Sounds like most would do the SAB in the OR. Probably the most appropriate of the choices for a one man show.
A couple of comments:
I agree with Noyac. It’s reasonable to do a SAB not because it’s “safer”. I NEVER have had a high spinal. I have had however, a high epidural spread with a LPB that was placed in the block room. I can manage a high spinal easily in our pre-op room if that ever happened to me. So for me, location and patient safety is a non-issue. I could get a high spinal in an OR room just like I could get one in a pre-op holding room. There is no real difference in management or resources at my current practice.
Personally, I’ve done them both ways. I’ve practiced with induction rooms in the past which are da bomb—> but your are literally attached to the OR, so a SAB in the induction room would be a no brainer if your set-up is like this.
I’ve also placed spinals + ACB in pre-op holding btw/ turnovers and wheeled patients into the room— prep and go. I don’t find this practice to increase morbidity in the least, but it does make for a very, very busy day. It’s efficient as all get out if the wheels are greased appropriately.
In a long line of cases you might be able to help everyone go home an hour or so earlier. Always nice to set sail out of the hospital around 2pm rather than 3:30pm.
My current practice is to do the SAB in the room and ACB at the end of the case before heading to pacu. Works great… but even then, it’s still a busy day: spinal, start propofol gtt, chart, get block stuff ready, prepare for the next case, do block, catch up on charting all in a relatively fast room. Rinse and repeat all day at nauseum. Busy.

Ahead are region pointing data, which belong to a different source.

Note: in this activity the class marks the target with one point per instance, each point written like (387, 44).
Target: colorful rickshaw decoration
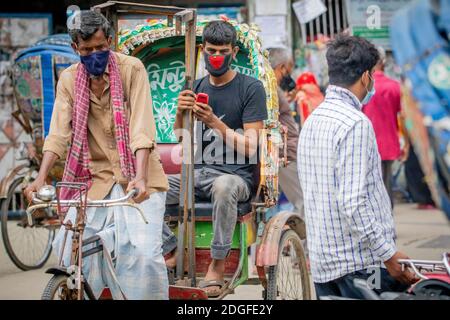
(35, 73)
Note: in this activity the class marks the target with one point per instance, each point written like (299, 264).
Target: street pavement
(422, 234)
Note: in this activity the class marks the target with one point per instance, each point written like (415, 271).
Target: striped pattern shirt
(348, 212)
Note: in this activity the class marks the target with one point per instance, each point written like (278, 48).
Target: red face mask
(217, 65)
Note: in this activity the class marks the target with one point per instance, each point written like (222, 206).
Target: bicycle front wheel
(28, 247)
(289, 279)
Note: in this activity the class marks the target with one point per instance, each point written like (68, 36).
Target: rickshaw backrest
(35, 73)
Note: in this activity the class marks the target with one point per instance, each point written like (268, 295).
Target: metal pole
(186, 222)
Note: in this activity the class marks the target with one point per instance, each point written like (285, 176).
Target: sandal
(212, 283)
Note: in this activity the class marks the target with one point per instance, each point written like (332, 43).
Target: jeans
(343, 287)
(225, 191)
(386, 168)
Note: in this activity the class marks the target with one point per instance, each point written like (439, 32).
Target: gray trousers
(225, 191)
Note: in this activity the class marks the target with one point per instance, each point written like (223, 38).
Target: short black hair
(219, 33)
(348, 58)
(87, 22)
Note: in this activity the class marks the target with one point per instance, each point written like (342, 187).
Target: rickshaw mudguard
(267, 252)
(57, 271)
(186, 293)
(7, 181)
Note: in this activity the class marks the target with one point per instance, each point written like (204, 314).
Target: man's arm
(402, 126)
(59, 136)
(142, 129)
(142, 122)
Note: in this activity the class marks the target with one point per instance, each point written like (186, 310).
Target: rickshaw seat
(204, 209)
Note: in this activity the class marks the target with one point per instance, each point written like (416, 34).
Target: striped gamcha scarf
(77, 165)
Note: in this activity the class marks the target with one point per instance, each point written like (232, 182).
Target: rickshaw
(35, 73)
(166, 40)
(173, 62)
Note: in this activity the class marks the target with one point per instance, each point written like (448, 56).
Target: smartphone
(202, 98)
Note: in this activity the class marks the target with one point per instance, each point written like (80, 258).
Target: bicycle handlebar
(123, 201)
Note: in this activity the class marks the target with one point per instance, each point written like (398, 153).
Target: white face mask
(370, 93)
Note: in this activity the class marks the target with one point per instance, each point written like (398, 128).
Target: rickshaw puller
(103, 109)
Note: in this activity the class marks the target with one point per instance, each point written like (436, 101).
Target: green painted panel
(204, 234)
(166, 74)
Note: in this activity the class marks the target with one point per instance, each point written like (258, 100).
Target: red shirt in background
(382, 110)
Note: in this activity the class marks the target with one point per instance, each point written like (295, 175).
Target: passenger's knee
(225, 186)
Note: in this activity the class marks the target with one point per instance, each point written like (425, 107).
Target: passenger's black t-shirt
(240, 101)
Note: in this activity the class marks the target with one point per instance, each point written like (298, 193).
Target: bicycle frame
(77, 227)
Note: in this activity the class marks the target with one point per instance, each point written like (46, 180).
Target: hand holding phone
(202, 98)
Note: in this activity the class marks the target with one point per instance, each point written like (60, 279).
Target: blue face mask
(370, 93)
(95, 63)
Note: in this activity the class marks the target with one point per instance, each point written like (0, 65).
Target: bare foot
(216, 271)
(171, 259)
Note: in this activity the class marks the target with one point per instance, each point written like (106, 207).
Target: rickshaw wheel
(28, 247)
(57, 289)
(289, 279)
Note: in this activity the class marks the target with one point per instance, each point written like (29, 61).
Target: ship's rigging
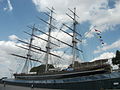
(34, 48)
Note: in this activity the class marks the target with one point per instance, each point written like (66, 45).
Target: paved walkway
(11, 87)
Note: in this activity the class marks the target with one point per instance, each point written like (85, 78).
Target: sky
(16, 15)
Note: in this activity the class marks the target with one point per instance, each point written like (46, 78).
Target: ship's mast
(28, 62)
(74, 42)
(74, 36)
(49, 40)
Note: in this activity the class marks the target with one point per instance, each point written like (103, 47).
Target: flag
(97, 31)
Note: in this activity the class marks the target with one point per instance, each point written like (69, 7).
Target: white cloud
(13, 37)
(107, 55)
(97, 12)
(108, 47)
(9, 6)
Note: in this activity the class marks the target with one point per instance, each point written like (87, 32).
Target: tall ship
(95, 75)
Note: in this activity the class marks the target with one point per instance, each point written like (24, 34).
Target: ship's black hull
(92, 82)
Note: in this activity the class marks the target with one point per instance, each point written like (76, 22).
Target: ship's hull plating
(92, 82)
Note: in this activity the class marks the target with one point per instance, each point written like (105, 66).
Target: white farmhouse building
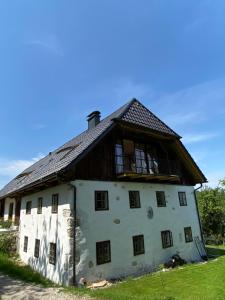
(116, 200)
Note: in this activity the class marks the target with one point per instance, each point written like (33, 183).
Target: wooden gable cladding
(100, 162)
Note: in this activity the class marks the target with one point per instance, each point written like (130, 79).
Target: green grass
(9, 266)
(195, 281)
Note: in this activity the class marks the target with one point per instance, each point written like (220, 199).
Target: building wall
(120, 223)
(49, 227)
(6, 211)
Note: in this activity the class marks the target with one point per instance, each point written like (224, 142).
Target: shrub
(8, 243)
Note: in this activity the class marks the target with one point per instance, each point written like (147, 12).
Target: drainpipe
(74, 230)
(199, 221)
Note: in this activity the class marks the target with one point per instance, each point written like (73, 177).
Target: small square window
(52, 253)
(55, 202)
(103, 252)
(28, 207)
(182, 198)
(138, 244)
(167, 240)
(39, 206)
(36, 248)
(25, 244)
(134, 197)
(188, 234)
(101, 200)
(161, 199)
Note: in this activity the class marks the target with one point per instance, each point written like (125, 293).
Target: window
(36, 248)
(52, 253)
(141, 165)
(134, 197)
(188, 234)
(10, 211)
(161, 200)
(103, 252)
(167, 240)
(119, 158)
(39, 206)
(25, 244)
(55, 202)
(101, 200)
(138, 244)
(182, 198)
(28, 207)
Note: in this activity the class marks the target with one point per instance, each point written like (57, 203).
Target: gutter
(74, 230)
(199, 221)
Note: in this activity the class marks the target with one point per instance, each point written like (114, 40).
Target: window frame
(39, 207)
(182, 201)
(10, 213)
(190, 239)
(37, 248)
(28, 209)
(157, 193)
(52, 253)
(99, 248)
(106, 207)
(55, 205)
(25, 243)
(138, 239)
(137, 200)
(164, 239)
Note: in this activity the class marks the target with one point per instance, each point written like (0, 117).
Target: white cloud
(195, 138)
(11, 168)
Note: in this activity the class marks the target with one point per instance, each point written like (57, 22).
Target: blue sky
(59, 60)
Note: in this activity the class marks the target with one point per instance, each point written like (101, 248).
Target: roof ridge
(158, 118)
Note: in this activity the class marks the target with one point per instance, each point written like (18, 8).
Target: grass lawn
(196, 281)
(11, 267)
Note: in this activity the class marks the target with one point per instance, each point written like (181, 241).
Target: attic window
(67, 150)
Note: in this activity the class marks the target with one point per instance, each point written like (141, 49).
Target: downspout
(74, 231)
(199, 221)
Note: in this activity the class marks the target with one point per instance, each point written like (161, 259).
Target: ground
(16, 289)
(201, 281)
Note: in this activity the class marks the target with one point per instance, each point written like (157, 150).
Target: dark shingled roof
(132, 112)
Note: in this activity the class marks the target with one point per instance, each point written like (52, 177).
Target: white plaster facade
(118, 224)
(98, 226)
(49, 228)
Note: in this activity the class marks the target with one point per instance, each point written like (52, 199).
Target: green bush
(8, 243)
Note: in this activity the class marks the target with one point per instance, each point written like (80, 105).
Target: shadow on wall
(58, 272)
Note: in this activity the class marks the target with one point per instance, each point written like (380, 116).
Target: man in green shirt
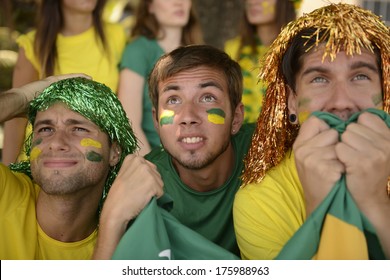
(197, 110)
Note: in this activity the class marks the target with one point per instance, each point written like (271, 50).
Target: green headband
(94, 101)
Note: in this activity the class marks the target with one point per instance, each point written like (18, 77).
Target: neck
(172, 39)
(210, 177)
(66, 219)
(267, 33)
(75, 24)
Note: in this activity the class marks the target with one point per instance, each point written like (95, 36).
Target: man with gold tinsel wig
(315, 184)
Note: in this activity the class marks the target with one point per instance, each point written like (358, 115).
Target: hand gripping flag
(336, 229)
(157, 235)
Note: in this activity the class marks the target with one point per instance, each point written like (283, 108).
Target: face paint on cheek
(216, 116)
(303, 102)
(36, 142)
(303, 116)
(35, 152)
(267, 8)
(88, 142)
(94, 156)
(377, 100)
(166, 117)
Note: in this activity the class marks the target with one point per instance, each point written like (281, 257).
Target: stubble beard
(196, 163)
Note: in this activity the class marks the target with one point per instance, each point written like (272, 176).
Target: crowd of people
(306, 176)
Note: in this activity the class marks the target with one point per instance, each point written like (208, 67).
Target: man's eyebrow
(67, 122)
(201, 85)
(362, 64)
(316, 69)
(211, 84)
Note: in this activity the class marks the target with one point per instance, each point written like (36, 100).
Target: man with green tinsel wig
(316, 179)
(50, 204)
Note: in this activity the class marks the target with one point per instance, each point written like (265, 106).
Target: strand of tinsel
(347, 27)
(94, 101)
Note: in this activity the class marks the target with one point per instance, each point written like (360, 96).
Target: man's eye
(45, 129)
(319, 80)
(80, 129)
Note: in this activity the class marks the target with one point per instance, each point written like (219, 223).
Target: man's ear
(238, 118)
(292, 101)
(115, 154)
(155, 120)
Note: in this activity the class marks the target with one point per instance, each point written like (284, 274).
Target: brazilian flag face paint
(216, 116)
(35, 152)
(166, 117)
(88, 142)
(92, 155)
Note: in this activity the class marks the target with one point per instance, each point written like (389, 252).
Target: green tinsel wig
(94, 101)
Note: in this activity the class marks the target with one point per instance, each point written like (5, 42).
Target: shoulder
(27, 38)
(157, 155)
(231, 46)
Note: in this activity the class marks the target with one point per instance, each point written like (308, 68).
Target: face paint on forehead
(216, 116)
(166, 117)
(377, 99)
(88, 142)
(267, 8)
(35, 152)
(94, 156)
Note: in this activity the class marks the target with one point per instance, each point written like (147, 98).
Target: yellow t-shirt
(266, 215)
(254, 90)
(83, 54)
(21, 237)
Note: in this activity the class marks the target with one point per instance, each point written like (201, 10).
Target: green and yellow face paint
(92, 155)
(35, 151)
(216, 116)
(303, 116)
(166, 117)
(34, 154)
(378, 101)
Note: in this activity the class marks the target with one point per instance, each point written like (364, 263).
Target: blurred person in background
(160, 27)
(261, 23)
(70, 36)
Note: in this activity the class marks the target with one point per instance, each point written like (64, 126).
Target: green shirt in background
(140, 56)
(208, 213)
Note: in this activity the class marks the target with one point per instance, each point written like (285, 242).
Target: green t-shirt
(140, 56)
(208, 213)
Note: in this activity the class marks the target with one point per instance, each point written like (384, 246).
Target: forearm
(378, 215)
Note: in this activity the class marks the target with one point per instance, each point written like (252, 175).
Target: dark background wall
(219, 19)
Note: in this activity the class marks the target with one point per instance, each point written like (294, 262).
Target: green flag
(156, 234)
(336, 229)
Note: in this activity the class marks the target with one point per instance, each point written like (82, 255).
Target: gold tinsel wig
(94, 101)
(339, 26)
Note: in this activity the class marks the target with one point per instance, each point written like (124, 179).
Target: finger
(312, 127)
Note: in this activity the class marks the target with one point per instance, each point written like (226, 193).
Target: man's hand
(137, 182)
(14, 102)
(316, 161)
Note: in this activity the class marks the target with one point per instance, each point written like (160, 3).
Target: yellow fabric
(82, 54)
(20, 235)
(338, 234)
(266, 215)
(254, 90)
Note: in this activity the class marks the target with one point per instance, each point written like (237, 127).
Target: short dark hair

Turnovers are somewhat of a downtime as these patients are delivered to pacu pretty much wide awake so the handoff is quick. So the possibility is there to move things a long if so desired. Again, shaving an hour a day off everybody’s work day (not just yours) is a benefit to all.
Now, we are in the process of getting a dedicated acute pain service (1.0 FTE + 2 NPs to do blocks pre-op, round, stomp out fires, floor consults, maybe some occasional acute care cases, help with epidurals on OB while the primary OB guy has a line of C/S, etc).
I think this is the perfect scenario to do a pre-op spinal AND ACB if that team is available.
So you have 8 tka's scheduled this Friday starting at 9am. What's the downside if you have the staff to do it? WOWI of 15 minutes and cut at 20 minutes is efficient.
Given 2 rooms, it’s ultra efficient.
We do spinals and ACB's in our block room for flip room total joints. We are ACT model so it's a no brainer. Efficiency is hard to beat.
You can still be in the water on the boat by 3pm on Friday.